A bipartisan group of senators unveiled a bill Thursday that would end all travel restrictions for Americans who want to visit Cuba.
The Freedom to Travel to Cuba Act of 2015 also would allow travel-related banking transactions.
“We all need to remember this is a prohibition on Americans, not Cubans,” the bill’s Republican sponsor, Arizona Sen. Jeff Flake, said at a news conference Thursday. “We’re simply saying that Americans should be allowed to travel wherever they want unless there’s a compelling national security reason.”
The prohibition on travel to Cuba makes no sense, agreed Sen. Patrick Leahy of Vermont, one of the bill’s four Democratic co-sponsors. Four Republicans, including Flake, also signed on to support the bill.
“It’s one thing if another country tells me I can’t visit them; it’s another if my country tells me I can’t,” Leahy said Thursday. “This thing hasn’t worked.”
Advocates of the bill see lifting the travel ban as a first step toward repealing the embargo on trade with Cuba, which was imposed by the Kennedy administration more than 50 years ago and later codified by Congress.
The push in Congress to open Cuba to increased travel and trade comes a month after President Barack Obama announced that he’d move to normalize relations with the Communist state.
As of Jan. 16, new rules implemented by the Obama administration expand the leeway for travelers, but general tourism still isn’t allowed. Americans must fall into 12 categories of authorized travel, such as professional research, religious activities, athletic competitions and humanitarian projects.
The bill filed in the Senate on Thursday would eliminate all remaining restrictions on U.S. travelers. An identical bill will be introduced next week in the House of Representatives. The White House supports the measure, pointing to Obama's call at his State of the Union address last week for Congress to begin working to end the embargo this year.
At Thursday’s news conference, Leahy shared an anecdote from his own visit to Cuba in recent days to illustrate how Obama’s announcement already has made an impact: He said he and his wife had been walking down the street in Havana when a Cuban man poked his head out of a shop and asked whether the pair were Americans. When they answered yes, the man pointed to an American flag in his window.

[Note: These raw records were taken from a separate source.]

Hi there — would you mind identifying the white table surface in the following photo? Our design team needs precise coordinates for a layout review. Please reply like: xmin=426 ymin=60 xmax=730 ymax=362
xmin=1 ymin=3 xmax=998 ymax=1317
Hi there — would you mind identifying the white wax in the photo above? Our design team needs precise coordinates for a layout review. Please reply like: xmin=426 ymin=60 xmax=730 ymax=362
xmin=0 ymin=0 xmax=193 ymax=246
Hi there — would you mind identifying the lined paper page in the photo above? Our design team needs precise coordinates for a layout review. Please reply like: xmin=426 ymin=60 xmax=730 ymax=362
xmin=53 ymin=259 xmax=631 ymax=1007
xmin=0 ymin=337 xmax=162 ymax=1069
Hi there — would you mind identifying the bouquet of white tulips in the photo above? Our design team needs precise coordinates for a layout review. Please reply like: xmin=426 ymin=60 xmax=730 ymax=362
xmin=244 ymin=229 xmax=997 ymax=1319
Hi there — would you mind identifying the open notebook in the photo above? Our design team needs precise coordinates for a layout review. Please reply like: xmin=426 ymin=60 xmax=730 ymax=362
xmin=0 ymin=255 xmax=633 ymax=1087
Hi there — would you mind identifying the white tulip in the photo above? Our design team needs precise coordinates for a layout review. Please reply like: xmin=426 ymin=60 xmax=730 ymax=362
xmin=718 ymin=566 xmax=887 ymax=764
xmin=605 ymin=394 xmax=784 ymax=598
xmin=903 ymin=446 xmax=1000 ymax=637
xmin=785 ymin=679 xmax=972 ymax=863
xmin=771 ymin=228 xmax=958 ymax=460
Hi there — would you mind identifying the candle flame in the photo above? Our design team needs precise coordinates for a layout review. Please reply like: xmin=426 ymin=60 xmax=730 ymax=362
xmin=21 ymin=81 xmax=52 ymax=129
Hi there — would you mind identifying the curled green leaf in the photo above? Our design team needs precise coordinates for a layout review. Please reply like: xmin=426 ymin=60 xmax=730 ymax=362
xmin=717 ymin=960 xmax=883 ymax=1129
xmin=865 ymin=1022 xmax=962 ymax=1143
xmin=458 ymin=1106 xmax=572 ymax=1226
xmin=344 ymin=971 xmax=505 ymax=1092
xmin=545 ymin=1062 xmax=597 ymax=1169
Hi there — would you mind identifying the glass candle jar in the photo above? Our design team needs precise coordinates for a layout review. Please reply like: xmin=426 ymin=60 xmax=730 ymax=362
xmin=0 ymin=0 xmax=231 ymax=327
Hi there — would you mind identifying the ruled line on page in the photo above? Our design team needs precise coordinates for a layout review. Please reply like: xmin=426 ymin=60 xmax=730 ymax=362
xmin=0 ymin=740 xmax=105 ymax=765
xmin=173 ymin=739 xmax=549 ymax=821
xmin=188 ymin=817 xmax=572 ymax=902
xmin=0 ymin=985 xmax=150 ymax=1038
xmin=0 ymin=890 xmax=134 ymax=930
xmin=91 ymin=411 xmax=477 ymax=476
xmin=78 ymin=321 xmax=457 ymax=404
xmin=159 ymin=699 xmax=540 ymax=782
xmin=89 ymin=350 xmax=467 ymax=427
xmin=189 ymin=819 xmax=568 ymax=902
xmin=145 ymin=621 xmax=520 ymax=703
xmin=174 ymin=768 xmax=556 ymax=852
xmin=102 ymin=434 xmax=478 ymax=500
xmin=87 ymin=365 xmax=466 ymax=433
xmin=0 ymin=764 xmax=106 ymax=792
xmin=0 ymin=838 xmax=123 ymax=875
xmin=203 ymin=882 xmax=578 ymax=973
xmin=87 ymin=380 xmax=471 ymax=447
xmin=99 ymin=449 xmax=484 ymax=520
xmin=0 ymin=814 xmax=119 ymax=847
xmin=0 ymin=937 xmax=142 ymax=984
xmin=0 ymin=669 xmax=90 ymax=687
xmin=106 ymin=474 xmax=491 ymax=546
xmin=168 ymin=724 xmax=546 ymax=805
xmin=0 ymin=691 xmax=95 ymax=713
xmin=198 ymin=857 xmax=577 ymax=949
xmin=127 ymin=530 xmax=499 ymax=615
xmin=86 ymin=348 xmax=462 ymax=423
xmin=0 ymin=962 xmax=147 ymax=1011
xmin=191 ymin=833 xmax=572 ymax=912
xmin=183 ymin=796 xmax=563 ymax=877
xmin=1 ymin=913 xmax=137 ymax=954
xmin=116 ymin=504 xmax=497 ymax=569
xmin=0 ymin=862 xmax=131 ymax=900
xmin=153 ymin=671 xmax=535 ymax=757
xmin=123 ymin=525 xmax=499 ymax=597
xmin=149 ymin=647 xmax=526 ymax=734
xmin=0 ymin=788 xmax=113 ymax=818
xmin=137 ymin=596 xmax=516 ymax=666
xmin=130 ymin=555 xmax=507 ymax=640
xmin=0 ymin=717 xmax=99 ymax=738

“We’d never seen that before – it was wonderful,” said Leahy, who compared Cuba to East Germany after the Berlin Wall fell in 1989.
His colleague, Democratic Sen. Richard Durbin of Illinois, said the hope of the bill’s co-sponsors was that U.S. tourists would take not only money to spend in Cuba but also American ideals.
“The way you change society is through personal relationships,” Durbin said, “and lifting the travel ban is a tremendous step in the right direction.”
Despite the Republican co-sponsors, the bill won’t be an easy sell in a Republican-controlled Congress. Obama’s unilateral action to ease relations with Cuba was criticized by many Republican lawmakers, who say it lacks sufficient concessions from the Cuban government.
Lawmakers who oppose further engagement with Cuba were quick to denounce the legislation.
“Lifting the tourism ban would infuse the Castro dictatorship with billions of dollars, which it would use to more aggressively oppose U.S. interests in our hemisphere and to further repress the Cuban people,” said Rep. Carlos Curbelo, R-Fla.
“There is a strong sense in the House,” Curbelo said, “that the Obama administration’s Cuba policy shift is yet another foreign-policy blunder with which most members do not want to be associated.”